England's performance against India was pathetic. The batsmen threw in the towel as soon as Graham Thorpe was dismissed, albeit to a poor decision. Some of the shots I saw that day were shocking to say the least. But what else could one expect from a long line of mediocre players!
England are paying the price of being too self-absorbed. For some decades now, they have been a very bad touring side and have also failed to understand the rising importance of limited overs cricket, leading to their present predicament when they do not have any role models, nor any sparkling talent in schools and universities.
Unlike England, however, West Indies' departure was regrettable. I am a great admirer of their cricket, and believe that had they qualified for the Super Sixes, the sport would have got a fillip in the Caribbean. After their wonderful showing against Australia recently, expectations were high, and there must be acute disappointment that this team could do no better.
But the Windies batting was suspect, and with Brian Lara finding neither the rhythm nor the zeal to carry forward his brilliant form of April into May, it was always going to be an uphill task for them to get past Pakistan, Australia and New Zealand.

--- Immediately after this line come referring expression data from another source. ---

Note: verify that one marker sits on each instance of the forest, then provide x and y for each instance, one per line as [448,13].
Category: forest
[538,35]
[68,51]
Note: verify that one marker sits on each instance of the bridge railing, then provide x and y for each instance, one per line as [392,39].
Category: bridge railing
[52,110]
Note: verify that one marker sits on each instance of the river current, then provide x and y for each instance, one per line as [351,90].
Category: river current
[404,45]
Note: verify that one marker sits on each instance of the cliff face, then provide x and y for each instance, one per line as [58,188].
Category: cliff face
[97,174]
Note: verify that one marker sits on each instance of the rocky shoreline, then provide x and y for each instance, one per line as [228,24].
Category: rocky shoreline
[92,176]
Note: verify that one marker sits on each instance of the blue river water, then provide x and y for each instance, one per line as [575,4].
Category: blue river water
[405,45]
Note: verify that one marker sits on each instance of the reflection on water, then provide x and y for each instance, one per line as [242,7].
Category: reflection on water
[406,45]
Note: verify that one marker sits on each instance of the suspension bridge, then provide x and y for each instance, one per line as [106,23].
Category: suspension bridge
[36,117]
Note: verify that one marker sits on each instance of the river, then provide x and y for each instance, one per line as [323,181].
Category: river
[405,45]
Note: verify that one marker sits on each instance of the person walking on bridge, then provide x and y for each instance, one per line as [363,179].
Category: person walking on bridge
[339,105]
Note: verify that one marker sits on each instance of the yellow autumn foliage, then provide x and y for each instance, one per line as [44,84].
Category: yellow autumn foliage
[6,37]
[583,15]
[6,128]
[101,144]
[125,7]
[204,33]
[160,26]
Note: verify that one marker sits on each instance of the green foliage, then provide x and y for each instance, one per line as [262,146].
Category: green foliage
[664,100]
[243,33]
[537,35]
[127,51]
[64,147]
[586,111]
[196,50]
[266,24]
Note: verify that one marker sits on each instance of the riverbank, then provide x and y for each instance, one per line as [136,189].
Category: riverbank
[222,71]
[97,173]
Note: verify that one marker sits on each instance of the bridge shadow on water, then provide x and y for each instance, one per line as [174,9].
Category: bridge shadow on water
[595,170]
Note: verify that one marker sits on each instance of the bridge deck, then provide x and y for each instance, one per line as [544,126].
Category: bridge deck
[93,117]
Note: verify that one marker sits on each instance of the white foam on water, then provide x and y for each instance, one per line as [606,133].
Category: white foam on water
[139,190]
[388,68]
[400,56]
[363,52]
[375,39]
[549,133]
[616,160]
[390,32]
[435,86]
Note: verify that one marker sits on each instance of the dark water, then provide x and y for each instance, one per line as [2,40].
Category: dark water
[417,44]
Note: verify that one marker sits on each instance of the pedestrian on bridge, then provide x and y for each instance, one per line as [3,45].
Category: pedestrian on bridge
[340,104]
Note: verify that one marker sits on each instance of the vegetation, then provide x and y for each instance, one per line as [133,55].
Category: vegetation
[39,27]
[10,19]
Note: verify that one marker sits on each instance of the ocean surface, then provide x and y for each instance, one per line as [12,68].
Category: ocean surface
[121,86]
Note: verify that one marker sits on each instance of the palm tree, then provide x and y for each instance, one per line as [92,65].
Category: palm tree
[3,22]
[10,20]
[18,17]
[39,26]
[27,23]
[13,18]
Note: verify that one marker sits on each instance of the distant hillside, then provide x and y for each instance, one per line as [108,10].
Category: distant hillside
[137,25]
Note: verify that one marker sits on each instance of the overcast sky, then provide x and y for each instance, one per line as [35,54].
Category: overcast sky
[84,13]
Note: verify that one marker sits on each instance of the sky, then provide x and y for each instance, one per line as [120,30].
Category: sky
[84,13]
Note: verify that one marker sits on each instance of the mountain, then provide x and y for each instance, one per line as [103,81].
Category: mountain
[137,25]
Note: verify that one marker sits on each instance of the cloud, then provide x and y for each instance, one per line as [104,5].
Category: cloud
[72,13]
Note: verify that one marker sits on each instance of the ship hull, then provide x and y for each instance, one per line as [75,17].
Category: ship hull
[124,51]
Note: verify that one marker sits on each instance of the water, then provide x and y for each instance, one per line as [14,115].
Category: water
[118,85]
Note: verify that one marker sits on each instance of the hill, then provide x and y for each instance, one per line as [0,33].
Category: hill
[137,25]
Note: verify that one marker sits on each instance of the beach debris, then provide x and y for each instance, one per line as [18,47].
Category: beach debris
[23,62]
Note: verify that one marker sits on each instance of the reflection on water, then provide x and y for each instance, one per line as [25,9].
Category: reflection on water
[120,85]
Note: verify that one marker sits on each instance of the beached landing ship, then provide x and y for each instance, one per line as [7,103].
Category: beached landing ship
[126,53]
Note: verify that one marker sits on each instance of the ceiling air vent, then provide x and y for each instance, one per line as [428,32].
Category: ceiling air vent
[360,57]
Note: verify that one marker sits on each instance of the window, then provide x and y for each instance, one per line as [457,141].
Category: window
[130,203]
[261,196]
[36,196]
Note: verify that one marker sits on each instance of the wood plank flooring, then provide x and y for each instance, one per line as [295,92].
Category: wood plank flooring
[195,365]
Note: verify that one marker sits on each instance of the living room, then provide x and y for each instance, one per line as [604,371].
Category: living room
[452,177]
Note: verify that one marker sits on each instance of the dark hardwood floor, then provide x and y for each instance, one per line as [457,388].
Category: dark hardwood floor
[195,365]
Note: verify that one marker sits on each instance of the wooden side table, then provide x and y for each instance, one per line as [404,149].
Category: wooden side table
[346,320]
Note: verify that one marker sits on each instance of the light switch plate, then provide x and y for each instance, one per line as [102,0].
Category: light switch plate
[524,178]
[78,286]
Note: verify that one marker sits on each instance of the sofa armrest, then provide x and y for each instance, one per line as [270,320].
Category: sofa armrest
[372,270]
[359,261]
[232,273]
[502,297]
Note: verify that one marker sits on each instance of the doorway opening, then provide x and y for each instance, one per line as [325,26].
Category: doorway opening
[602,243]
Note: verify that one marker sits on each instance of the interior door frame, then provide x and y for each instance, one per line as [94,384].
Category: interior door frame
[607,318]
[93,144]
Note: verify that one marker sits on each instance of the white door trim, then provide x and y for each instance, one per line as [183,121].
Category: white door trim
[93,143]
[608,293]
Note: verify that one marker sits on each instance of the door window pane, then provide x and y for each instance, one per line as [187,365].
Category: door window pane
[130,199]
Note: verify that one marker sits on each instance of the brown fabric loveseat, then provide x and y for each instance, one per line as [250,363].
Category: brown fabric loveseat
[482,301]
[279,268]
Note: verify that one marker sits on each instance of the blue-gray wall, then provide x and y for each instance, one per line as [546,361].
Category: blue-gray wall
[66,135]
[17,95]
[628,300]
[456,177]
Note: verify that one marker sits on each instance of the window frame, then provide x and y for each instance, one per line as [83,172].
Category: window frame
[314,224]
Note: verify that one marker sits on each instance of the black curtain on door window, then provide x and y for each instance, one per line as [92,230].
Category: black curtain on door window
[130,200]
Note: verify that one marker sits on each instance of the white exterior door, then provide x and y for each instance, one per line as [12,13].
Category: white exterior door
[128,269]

As luck would have had it, they were caught on a nasty, seaming track against Australia with Glenn McGrath at his best.
Australia, like India, are going into the Super Six without any points. Steve Waugh and Azharuddin now have their task cut out. The match between the two teams is vital as even a single loss will make progress into the semi-finals practically impossible. Pakistan and Zimbabwe have four points each, which makes their task that much easier and I think even South Africa could rue their defeat against Alistair Campbell's hardy bunch.
But as the week drew to a close, my thoughts were reserved for the two great men, Curtly Ambrose and Courtney Walsh, who had to fly back home in spite of being the two most economical and feared bowlers in this tournament. Neither has played in a World Cup final, and given that they are 36 and 37 years old respectively, it is unlikely they ever will.
That's a real travesty of justice.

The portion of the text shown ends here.